Nick Hackworth

Marieke Bernard-Berkel in Conversation with Nick Hackworth

Interviews Modern Forms

Modern Forms caught up with French-German artist Marieke Bernard-Berkel on the eve of Preludes, her first solo show, at Sherbet Green, a new, pop-up project space in Haggerston, London.

A French-German artist, Bernard-Berkel lives and works between London and Paris. She received her MA Fine Art from Beaux Arts Paris in 2013. Recent group shows include: Présentations, Radicants, Paris (2022), Cloud Point, Paradise Row, London (2022) and PUBLIC Gallery (2022).

Preludes is on at Sherbet Green, 30 September – 5 November 2022 – 430 Hackney Road London, E2 6QL.

Nick Hackworth: Your recent paintings seem to comprise an imaginative and painterly exploration of what one may firmly presume will be the growing genre of “toxic landscapes”…  Can you tell us about the imagery and subject matter of your recent works? What is it you are painting? 

Marieke Bernard-Berkel: My work process starts with working with an image or the details of an image of a landscape that I would have found, most of the time, in a book. I start with painting the found idyllic scene that I then try to vanish, exaggerate and destroy as the painting goes. I always see the end result as a figurative landscape but realize that they normally end up being more abstract than I think.

NH: What influences have fed into the imagery and subject matter?

M B-B: Of the ones I’m aware of I would say that my influences are a mix of Impressionism, Expressionism, Super NES video games for their sets and color palettes, sci-fi and horror movie backdrops, musicals from the MGM golden age era and artists as Munch, Constable, Bonnard, Dubuffet, The group of Seven, the english sci-fi painter Tim White, Allison Schulnik, Genieve Figgis… to name a just a few! I’ve also recently been shown the landscape paintings of the Indian Rabindranath Tagore and saw the Milton Avery exhibition at the RA, and are finding both bodies of work very inspiring to me at the moment. I should also give some credit to my palette on which I squeeze my oil. The most exciting things happen there – the way the colors mix depending on how dry and juicy they are is the most interesting thing happening in my studio to be honest.

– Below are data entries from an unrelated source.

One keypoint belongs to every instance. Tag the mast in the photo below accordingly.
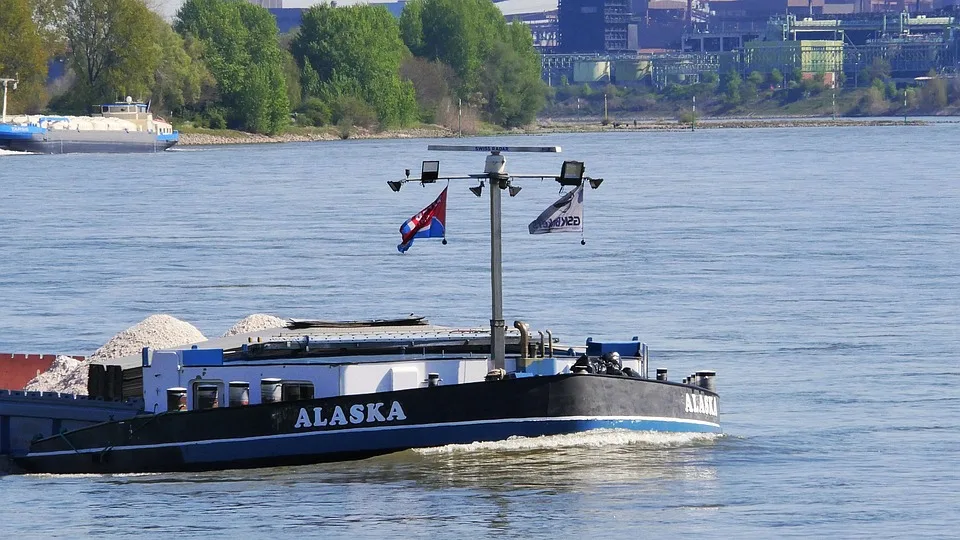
(495, 173)
(5, 82)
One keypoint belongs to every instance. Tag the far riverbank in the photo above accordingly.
(198, 137)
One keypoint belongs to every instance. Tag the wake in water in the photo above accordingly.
(589, 439)
(4, 152)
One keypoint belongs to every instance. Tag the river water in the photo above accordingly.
(814, 268)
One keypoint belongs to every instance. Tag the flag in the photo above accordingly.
(428, 223)
(565, 215)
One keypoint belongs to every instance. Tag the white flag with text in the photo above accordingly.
(565, 215)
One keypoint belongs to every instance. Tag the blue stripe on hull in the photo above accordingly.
(318, 443)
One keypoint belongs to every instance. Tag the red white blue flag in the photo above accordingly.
(428, 223)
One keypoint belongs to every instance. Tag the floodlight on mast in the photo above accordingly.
(494, 172)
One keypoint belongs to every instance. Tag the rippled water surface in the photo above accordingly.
(814, 269)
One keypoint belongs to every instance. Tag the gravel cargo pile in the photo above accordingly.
(255, 323)
(157, 331)
(61, 377)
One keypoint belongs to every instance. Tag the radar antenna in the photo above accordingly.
(495, 173)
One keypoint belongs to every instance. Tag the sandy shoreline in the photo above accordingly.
(545, 126)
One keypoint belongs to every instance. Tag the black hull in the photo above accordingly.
(87, 146)
(311, 431)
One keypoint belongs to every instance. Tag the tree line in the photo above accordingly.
(223, 63)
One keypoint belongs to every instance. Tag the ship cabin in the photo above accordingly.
(138, 113)
(300, 365)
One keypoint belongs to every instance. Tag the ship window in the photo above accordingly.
(297, 390)
(207, 394)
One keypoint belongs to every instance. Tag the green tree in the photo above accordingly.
(113, 50)
(241, 49)
(776, 78)
(355, 52)
(878, 70)
(730, 85)
(495, 63)
(48, 14)
(24, 55)
(181, 75)
(933, 94)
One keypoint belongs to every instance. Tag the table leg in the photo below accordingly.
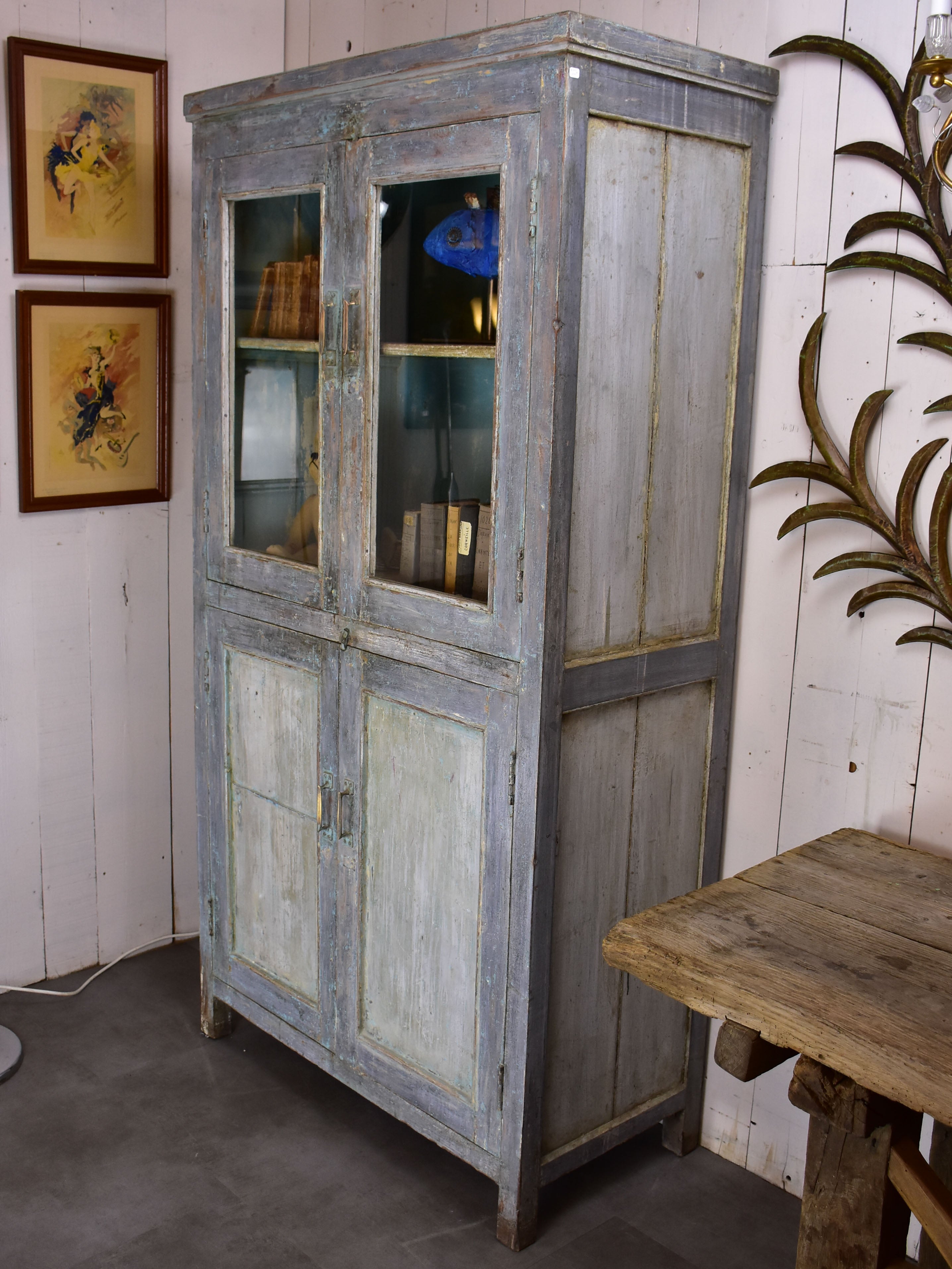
(941, 1163)
(852, 1216)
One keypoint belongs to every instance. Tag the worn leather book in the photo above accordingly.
(484, 546)
(433, 545)
(461, 548)
(410, 549)
(310, 297)
(260, 321)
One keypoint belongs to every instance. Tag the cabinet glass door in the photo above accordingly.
(276, 473)
(437, 377)
(275, 342)
(440, 404)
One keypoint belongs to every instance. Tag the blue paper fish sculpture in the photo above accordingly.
(468, 240)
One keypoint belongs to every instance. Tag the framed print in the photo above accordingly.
(93, 378)
(90, 163)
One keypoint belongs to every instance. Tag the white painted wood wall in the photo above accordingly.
(97, 805)
(97, 720)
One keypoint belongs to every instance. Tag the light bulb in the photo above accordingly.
(938, 29)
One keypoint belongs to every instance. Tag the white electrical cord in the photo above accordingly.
(44, 992)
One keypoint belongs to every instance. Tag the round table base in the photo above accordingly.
(11, 1054)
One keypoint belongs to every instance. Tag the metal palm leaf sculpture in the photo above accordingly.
(926, 579)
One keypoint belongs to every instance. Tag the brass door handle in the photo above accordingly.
(352, 329)
(330, 329)
(346, 810)
(326, 801)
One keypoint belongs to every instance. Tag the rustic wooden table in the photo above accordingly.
(840, 951)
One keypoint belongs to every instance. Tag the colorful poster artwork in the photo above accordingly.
(94, 390)
(89, 158)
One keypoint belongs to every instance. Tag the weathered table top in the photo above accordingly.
(841, 950)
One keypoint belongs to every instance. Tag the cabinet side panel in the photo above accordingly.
(614, 413)
(667, 831)
(422, 870)
(696, 376)
(592, 863)
(273, 725)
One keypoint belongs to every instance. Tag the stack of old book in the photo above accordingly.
(289, 300)
(446, 546)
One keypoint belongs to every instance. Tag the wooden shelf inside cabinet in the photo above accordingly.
(278, 346)
(483, 351)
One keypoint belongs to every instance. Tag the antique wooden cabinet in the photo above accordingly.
(475, 329)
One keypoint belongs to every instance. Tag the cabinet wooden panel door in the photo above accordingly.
(424, 838)
(272, 749)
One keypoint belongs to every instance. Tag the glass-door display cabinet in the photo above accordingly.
(475, 335)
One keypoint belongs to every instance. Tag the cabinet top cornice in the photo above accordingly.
(563, 33)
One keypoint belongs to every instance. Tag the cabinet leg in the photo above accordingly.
(941, 1163)
(217, 1019)
(517, 1223)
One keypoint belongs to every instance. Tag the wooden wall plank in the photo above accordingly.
(202, 51)
(675, 20)
(855, 698)
(389, 23)
(297, 33)
(621, 260)
(131, 29)
(734, 27)
(22, 957)
(629, 13)
(334, 25)
(592, 863)
(790, 300)
(129, 625)
(932, 814)
(65, 740)
(58, 21)
(505, 11)
(466, 16)
(422, 876)
(803, 136)
(725, 1127)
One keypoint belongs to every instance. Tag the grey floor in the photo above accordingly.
(127, 1140)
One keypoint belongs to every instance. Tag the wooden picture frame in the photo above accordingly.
(93, 384)
(89, 155)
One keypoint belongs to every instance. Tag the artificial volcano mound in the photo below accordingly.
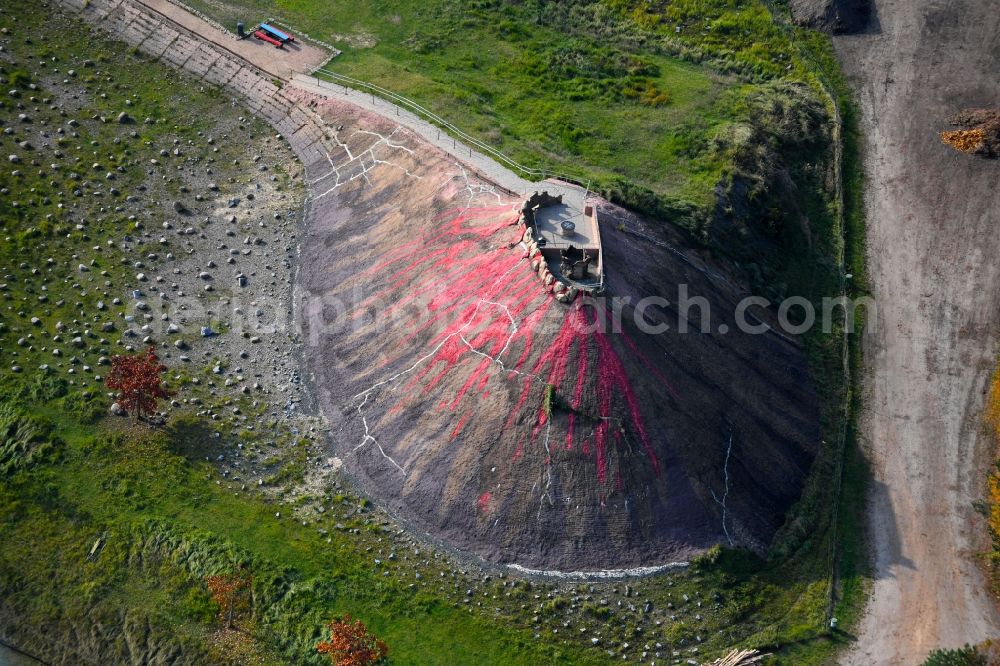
(465, 398)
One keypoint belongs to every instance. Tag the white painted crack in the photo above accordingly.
(725, 495)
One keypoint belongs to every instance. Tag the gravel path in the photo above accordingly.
(933, 216)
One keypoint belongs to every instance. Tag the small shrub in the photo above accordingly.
(967, 656)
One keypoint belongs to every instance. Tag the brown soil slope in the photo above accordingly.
(525, 430)
(466, 398)
(933, 249)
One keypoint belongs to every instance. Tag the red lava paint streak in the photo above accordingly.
(484, 305)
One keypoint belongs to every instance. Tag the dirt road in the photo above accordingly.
(934, 261)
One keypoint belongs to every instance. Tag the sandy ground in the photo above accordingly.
(290, 59)
(932, 252)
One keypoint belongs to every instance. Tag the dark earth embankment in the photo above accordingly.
(834, 16)
(471, 402)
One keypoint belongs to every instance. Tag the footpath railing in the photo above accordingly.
(438, 121)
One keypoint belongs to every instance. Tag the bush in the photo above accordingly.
(967, 656)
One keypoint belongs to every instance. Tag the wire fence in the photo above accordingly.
(436, 120)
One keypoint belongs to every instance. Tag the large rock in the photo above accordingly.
(833, 16)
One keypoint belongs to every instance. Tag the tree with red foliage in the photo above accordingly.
(226, 590)
(351, 644)
(137, 378)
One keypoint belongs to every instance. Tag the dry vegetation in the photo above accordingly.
(979, 133)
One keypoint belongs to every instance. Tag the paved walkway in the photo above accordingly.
(483, 164)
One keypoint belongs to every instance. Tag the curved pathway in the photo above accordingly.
(934, 263)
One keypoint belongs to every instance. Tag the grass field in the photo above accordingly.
(608, 92)
(168, 520)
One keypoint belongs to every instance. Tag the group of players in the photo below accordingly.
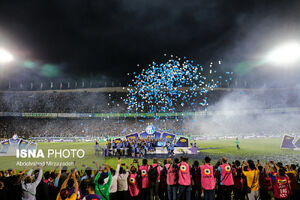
(135, 147)
(171, 180)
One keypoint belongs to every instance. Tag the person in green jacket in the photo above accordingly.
(102, 188)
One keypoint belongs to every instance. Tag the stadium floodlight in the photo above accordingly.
(5, 56)
(285, 55)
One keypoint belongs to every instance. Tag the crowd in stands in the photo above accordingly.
(63, 127)
(170, 180)
(106, 102)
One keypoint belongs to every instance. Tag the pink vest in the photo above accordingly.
(158, 171)
(227, 178)
(208, 181)
(133, 185)
(184, 176)
(171, 174)
(281, 187)
(144, 173)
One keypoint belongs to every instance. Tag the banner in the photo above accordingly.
(40, 115)
(287, 142)
(132, 136)
(168, 136)
(182, 142)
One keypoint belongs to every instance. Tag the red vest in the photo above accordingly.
(208, 181)
(171, 174)
(227, 178)
(184, 176)
(281, 187)
(133, 185)
(144, 173)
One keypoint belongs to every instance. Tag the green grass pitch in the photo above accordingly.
(262, 149)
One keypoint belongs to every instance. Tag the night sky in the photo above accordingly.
(90, 38)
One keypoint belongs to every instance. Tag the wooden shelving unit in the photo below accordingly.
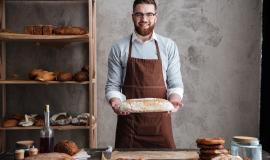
(89, 38)
(46, 82)
(4, 36)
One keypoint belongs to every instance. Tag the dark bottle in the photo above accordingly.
(46, 133)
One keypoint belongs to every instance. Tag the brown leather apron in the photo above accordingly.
(144, 79)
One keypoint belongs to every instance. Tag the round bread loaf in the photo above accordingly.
(64, 76)
(10, 123)
(66, 146)
(219, 146)
(214, 151)
(210, 141)
(34, 73)
(208, 156)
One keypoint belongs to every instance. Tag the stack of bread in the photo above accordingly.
(211, 148)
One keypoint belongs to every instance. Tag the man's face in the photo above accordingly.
(144, 19)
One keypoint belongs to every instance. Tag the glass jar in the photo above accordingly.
(247, 148)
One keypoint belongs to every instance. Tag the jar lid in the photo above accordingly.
(246, 140)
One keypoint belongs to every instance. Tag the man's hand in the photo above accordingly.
(115, 102)
(176, 101)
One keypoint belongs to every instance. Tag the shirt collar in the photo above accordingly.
(135, 37)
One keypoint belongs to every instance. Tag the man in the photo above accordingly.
(144, 65)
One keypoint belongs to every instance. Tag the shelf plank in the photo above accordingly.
(46, 82)
(69, 127)
(43, 38)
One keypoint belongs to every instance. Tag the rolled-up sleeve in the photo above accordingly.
(114, 76)
(174, 77)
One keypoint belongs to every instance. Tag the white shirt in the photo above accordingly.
(117, 63)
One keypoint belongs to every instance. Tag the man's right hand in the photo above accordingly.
(115, 103)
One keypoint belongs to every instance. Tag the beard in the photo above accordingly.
(144, 32)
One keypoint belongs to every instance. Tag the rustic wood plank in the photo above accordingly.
(39, 82)
(68, 127)
(43, 38)
(180, 155)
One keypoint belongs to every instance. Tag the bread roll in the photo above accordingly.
(146, 105)
(50, 156)
(69, 30)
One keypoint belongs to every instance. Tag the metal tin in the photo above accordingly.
(247, 148)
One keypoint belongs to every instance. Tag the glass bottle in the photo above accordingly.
(247, 148)
(46, 133)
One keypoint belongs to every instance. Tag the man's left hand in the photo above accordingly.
(176, 101)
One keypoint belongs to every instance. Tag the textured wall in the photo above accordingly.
(220, 50)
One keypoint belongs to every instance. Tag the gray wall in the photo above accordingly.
(220, 50)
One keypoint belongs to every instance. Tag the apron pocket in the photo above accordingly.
(148, 125)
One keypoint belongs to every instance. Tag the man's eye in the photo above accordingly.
(149, 14)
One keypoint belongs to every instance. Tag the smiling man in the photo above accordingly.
(144, 65)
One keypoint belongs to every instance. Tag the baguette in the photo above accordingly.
(146, 105)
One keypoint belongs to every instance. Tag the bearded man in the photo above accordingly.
(144, 65)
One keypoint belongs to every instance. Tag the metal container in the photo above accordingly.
(247, 148)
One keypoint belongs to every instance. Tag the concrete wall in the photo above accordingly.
(220, 50)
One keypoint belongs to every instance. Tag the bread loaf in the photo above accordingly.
(146, 105)
(50, 156)
(69, 30)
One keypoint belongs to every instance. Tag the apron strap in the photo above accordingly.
(130, 47)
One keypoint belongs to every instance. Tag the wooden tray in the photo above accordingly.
(154, 155)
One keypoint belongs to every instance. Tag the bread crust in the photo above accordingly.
(68, 30)
(210, 141)
(219, 146)
(10, 123)
(214, 151)
(146, 105)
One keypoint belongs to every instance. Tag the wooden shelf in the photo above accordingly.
(39, 82)
(43, 38)
(69, 127)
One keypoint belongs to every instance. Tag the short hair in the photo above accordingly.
(136, 2)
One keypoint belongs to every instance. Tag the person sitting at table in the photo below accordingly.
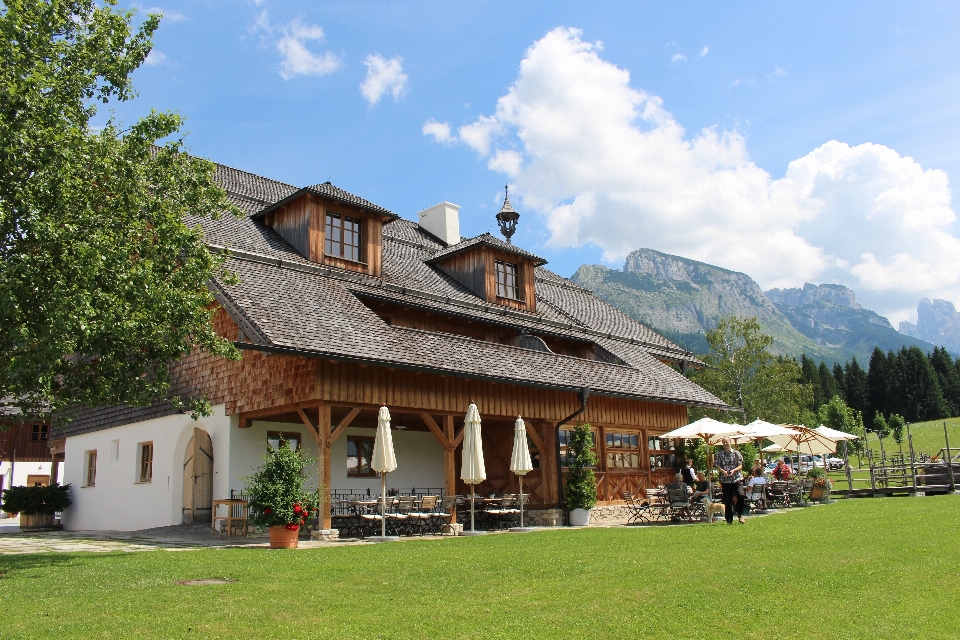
(679, 485)
(782, 471)
(702, 488)
(756, 478)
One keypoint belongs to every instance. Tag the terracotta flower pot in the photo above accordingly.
(283, 538)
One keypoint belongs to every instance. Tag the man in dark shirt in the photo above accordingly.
(729, 463)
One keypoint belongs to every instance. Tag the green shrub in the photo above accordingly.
(36, 500)
(276, 490)
(580, 488)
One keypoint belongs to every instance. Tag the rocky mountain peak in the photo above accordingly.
(811, 294)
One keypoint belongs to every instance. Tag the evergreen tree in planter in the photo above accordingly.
(580, 487)
(277, 496)
(36, 505)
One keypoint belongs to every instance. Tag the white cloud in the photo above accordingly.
(439, 130)
(297, 58)
(604, 163)
(383, 76)
(155, 57)
(477, 135)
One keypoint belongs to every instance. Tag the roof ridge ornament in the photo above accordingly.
(508, 217)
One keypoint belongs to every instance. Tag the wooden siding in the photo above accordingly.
(16, 436)
(475, 269)
(302, 223)
(257, 381)
(467, 268)
(294, 222)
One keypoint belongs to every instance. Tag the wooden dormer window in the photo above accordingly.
(508, 285)
(342, 237)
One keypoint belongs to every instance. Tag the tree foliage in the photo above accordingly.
(580, 486)
(742, 372)
(102, 283)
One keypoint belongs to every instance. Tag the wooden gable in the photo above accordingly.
(302, 223)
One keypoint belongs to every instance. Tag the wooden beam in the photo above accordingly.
(343, 425)
(432, 425)
(314, 431)
(323, 464)
(246, 417)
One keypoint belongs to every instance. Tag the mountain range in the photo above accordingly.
(682, 299)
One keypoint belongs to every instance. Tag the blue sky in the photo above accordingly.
(793, 141)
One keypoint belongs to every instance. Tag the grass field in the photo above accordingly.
(868, 568)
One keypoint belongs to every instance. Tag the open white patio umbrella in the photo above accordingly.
(805, 441)
(520, 462)
(472, 470)
(708, 430)
(384, 461)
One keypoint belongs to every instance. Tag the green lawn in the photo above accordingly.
(871, 568)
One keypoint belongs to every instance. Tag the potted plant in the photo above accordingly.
(278, 498)
(36, 505)
(580, 487)
(822, 485)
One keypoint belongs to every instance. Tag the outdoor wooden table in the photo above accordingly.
(241, 505)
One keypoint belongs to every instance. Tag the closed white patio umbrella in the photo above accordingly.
(520, 462)
(384, 461)
(472, 470)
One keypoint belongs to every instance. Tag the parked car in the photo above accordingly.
(800, 464)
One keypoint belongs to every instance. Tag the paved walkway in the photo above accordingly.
(185, 538)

NH: I am struck by some of the formal & material characteristics of the works. I especially like the play between the loose, bravura would be the traditional descriptive term, quality of your mark-making and brushwork and passages of dense, sometimes built-up texture in your works… Can you tell us about how these two elements work within your practice?

M B-B: I work by layers and each layer has a different energy depending on my mood, the music I’m listening to and the work I’ve seen and surrounded myself with. I love getting a bit meticulous in my work and knowing a bit more what I’m doing but my challenge with each painting is to get to a point of no control, which I am paradoxically still, somehow guiding. That’s when the most interesting things happen in the work and also where the biggest frustrations arise. It can be quite chaotic but when something exciting happens, all the struggles and anxiety of the unknown has been worth it.

NH: The importance of texture extends to the supports you use. Palm tree, skull, beer, 2022, the work acquired by Modern Forms, is painted on plexiglass and you can see the effect that has on the paint and the aesthetic quality of the painting. Can you tell us about the choices you make in regards to the supports you use?

M B-B: I like a flat and hard surface on which all the texture is yet to be built. I‘ve tried different kinds of support like aluminium and plexiglas, but now I’m mainly painting on wood. I like the smell and colour of it and find it friendlier than the other support sI‘ve used in the past. I also prefer its timelessness.

NH: You have a successful career as a set designer. Can you tell us about how you started on that path? Is there a relationship between your commercial work and your painting?

M B-B: I came to London in 2013 after I graduated from the Beaux Arts de Paris so I could experience a more diverse, and to my taste at least, more daring art scene than the one in Paris at that time, but I also already had the ambition to work in Set Design. I used to describe my paintings as looking like elements of the set of a horror film that Minnelli would have directed or of a set from a musical directed by Carpenter… So I guess the link between set design and my paintings is quite strong. It’s all about creating an atmosphere. The only difference with my painting is that I don’t have to go through any department to approve of my choice of composition, lights and colours, the freedom is complete, which brings another kind of challenge. 

NH: At the time of writing you are showing in a group show at Radicants in Paris and about to open your first solo show at Sherbert Green in London. The pace of your exhibitions is picking up, which makes me wonder about what the relationship between making and showing work is like for you?

M B-B: For about seven years after I graduated, I didn’t want to risk having the art scene influence the development of my painting so I let go of the ambition of selling or even just showing my work. I think the biggest threat to your work is being stuck in wanting to please, which social media like instagram is bringing to another level. I knew I wanted to get somewhere and that my intuition had to be preserved. I still have a lot to explore but I am not afraid anymore of my work not being sexy enough and I’m actually pretty excited. I have a proposition to make in painting and its success matters but I’m not desperate about it, and that for me is a personal success in itself.